保育のひきだし こどもの可能性を引き出すアイデア集保育のひきだし こどもの可能性を引き出すアイデア集

2026.05.22

保育とは乳幼児がその環境への好奇心を抱いて遊ぶこと

乳幼児の保育は子どもが園に来て、園の環境にある人たち(子どもたちと保育者など)と共に、そこにある各種の物(遊具や玩具・教材や素材や自然物等)に関わり、そこでの出来事を面白そうと感じて活動を始めるところから始まります。

 

最初は他の子どもがしていることを面白そうと感じるかもしれません。自分が試しにやってみたら、面白いかもしれないと感じることからさらに続けていくかもしれません。それらが入り混じるのがいろいろな子どもがいる園の良さです。

と言って、すぐにその活動が面白いとなるとは限りません。そううまく自分が出来るとは限りませんし、他の子どもが仲間に入れてくれて、何かやらせてくれるようにはなりません。

保育士がそれを手伝っても、ごく小さな子どもは別ですが、自分でやりたい、だから面白くなるんだと感じるでしょう。

でも、それには確かにやり方に慣れたりすることも必要になり、子どもが最初思ったほどには簡単な作業でないことも大いにありそうです。

 

でも、なんか面白そうだし、なんかふしぎだな、もしかして、面白くなるのかな。いったいどうなっているのだろう。

そう感じて、試し始めます。

 

それはもちろん、そうしてよいという安心できる雰囲気があってのことです。

家庭では多くのことが大人がすることとして子どもが興味を持ってもやらせてくれないとか、代わりに大人がやってあげるとか。

まずい結果が起こらないように配慮しています。

 

園ではそもそも幼い子ども用に安全になるように設計されている環境なので、子どもが思いついたら、試せるのだと次第にわかっていきます。

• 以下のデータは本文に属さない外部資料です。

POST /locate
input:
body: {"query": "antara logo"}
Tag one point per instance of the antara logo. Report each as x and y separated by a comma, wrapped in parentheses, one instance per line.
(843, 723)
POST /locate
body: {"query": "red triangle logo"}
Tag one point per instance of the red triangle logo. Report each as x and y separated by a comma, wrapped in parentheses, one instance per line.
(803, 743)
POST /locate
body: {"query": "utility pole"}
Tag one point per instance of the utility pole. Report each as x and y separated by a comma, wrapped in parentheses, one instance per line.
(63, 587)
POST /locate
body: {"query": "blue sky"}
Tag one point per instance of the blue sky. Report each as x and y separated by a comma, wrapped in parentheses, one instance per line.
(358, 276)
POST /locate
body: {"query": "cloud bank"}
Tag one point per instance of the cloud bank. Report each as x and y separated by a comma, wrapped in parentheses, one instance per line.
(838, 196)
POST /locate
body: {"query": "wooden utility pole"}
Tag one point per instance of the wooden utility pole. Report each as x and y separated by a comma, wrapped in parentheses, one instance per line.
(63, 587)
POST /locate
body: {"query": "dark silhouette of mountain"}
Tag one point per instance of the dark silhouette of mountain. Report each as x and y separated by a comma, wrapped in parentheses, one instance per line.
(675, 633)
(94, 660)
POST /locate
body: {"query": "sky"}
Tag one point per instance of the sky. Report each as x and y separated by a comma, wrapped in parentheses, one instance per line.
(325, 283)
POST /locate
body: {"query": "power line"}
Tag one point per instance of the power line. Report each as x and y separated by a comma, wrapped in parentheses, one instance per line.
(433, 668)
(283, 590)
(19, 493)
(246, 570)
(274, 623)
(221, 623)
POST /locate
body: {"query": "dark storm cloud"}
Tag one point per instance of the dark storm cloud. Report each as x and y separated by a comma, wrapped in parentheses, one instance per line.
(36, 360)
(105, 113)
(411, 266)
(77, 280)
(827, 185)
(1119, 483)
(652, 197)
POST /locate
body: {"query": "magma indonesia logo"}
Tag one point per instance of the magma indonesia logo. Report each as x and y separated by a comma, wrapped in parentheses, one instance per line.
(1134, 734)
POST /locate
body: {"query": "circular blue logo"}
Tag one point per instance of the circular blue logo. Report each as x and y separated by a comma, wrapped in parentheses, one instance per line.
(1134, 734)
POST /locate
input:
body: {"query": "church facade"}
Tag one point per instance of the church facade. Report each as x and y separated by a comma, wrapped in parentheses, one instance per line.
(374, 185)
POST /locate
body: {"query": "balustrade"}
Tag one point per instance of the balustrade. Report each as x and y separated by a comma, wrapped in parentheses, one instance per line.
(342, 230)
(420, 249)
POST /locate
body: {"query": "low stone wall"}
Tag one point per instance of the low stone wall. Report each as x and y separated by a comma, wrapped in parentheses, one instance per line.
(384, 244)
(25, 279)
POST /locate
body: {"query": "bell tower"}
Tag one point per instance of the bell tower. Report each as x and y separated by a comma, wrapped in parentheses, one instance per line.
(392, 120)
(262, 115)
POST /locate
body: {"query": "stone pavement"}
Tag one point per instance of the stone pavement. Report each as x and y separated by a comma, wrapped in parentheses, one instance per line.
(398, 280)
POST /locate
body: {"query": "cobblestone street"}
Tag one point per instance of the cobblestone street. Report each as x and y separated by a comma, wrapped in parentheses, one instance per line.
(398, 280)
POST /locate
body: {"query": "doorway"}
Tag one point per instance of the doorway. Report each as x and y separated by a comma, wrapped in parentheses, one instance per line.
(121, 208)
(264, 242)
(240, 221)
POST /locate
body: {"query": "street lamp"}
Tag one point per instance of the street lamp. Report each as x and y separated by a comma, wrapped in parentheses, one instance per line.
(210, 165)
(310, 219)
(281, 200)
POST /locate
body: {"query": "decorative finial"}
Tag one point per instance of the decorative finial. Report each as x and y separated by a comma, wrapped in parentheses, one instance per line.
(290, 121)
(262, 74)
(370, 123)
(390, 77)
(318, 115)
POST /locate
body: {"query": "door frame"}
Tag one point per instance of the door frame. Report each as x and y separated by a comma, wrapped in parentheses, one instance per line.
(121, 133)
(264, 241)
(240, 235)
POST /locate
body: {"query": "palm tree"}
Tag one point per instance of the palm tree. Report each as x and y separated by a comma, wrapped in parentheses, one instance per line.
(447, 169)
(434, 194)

もちろん絶対にしてはいけないことも分かります(例えば砂場で砂を相手の顔に投げるとか部屋の中で水をばらまくとか)。

 

どうなるだろうと試して、思ったようになったり、思いがけないことが起きたりして、またやってみようとします。

前と同じになったり、違うことが起こります。

積み木を積んでも、いつのきちんと上に詰めるとは限らず、いい加減な置き方をしていることに気づいていないと、置く度に上に乗ったままであったり、時にすぐに崩れたりなどが起こります。

 

そういうことを含めて、子どもにとって園の環境で魅力的なことがいろいろとあることが見えてきて、そこに自分が関わって、自分の力でその魅力をつくり出すことができるとわかっていきます。そこに園の環境への好奇心が動き出します。

 

面白いことがある、それを自分が引き起こせる、どうすれば良いだろう、試したらもっと面白くなる。

もっとやってみよう。そういう心の働きであり、環境にある物や他の人の活動への関わりです。

 

そういう好奇心を引き起こす園の環境をつくっておき、すぐに面白いことに気づかないことも多いので、それをやっている年上の子どもの活動を見る機会を設けておきます。

 

時には保育士が活動を誘発しても良いでしょう。

例えば、砂場をやったことがない子どもには単に砂があるだけの環境があれだけ面白い砂場遊びになるとは思えないでしょうから。

それは他の子どもがしていたり、保育士が一緒に遊んでくれてわかっていくことです。

一路魅力を知ると、好奇心に火がつき、もっとやりたくなり、子どもがその活動を続けるようになります。

 

そこに保育士が励ましたり、共に喜んだり、時にヒントを出し、また他の子どもも誘いかけることで、子どもの遊びが好奇心に支えられて発展していくのです。